Gilda revindicó a los sectores populares, cantó en la cárcel de La Plata y luego almorzó con los presos, quienes le escribieron cartas hasta el día de su muerte (dejo un videíto del show, que siempre me saca unas lágrimas), dio conciertos en cientos de pueblos, ciudades, países de Latinoamérica tales como Bolivia y Paraguay. Su show preferido fue el que hizo de manera gratuita en el anfiteatro de Junín, “sin el lucro de la boletería. Ese fue un show para el pueblo”. Cuando no estaba en Argentina, decía que extrañaba mucho a su país, aunque las giras fuesen de pocos días. Extrañaba el olor a mate y a facturas.
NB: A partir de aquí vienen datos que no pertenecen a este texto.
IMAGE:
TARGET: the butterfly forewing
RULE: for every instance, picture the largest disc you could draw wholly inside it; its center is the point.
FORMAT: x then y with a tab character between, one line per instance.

Sostenía que ella y su banda sufrían del mismo mal: el argentinismo. Su ciudad preferida era Buenos Aires, su comida, el asado con vino tinto. Lo que le molestaba era “la gente chusma” y la hipocresía. Le gustaba la gente frontal y observar a la gente cuando viajaba en colectivo. Le incomodaba que la gente pensara que era curandera, milagrosa, aunque nunca les negó sus manos. Siempre les repetía que ella era sólo era una música, a la cual le gustaba cantar y bailar con su público.

A la cantante le cerraron las puertas en numerosas ocasiones, más que nada por ser mujer  (en ese momento, en el ambiente tropical las voces femeninas eran muy pocas), y por no cumplir con los parámetros de belleza de las cantantes tropicales, pero aun así siguió luchando. En sus recitales, siempre le decía a su público: “si les cierran las puertas, desplieguen las alas y vuelen alto”.
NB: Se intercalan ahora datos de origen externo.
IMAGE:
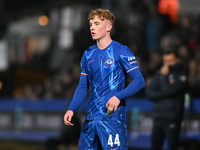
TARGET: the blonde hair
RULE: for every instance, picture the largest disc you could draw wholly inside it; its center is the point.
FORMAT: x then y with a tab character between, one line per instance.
102	14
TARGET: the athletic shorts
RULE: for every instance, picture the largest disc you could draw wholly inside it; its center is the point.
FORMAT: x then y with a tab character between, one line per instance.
103	135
Gilda se hizo Santa no por imposición de la iglesia: se hizo Santa porque así lo quiso el pueblo. La devoción para con lxs humildes, los sectores marginados, los que transpiran en un sótano al ritmo del teclado y los bongós, las mujeres trabajadoras, las madres solteras, los hombres enfermos. Y es hasta el día de hoy que, 25 años después de su muerte, si queremos levantar los ánimos en una fiesta, le damos play a una canción de Shyll. 

En una entrevista, de las pocas que dio en toda su carrera, le preguntan qué opina sobre su apodo “La princesa”. Y ella responde que, si en todo caso fuese una princesa, sería aquella que deja su vestido en la entrada de la taberna, para poder entrar y bailar con los de adentro.

Me gusta pensar en esa escena, y hasta le agregaría algo más: que, al colgar su vestido en la entrada, diga fuerte y claro, como lo hacía en sus canciones: “Yo soy Gilda”.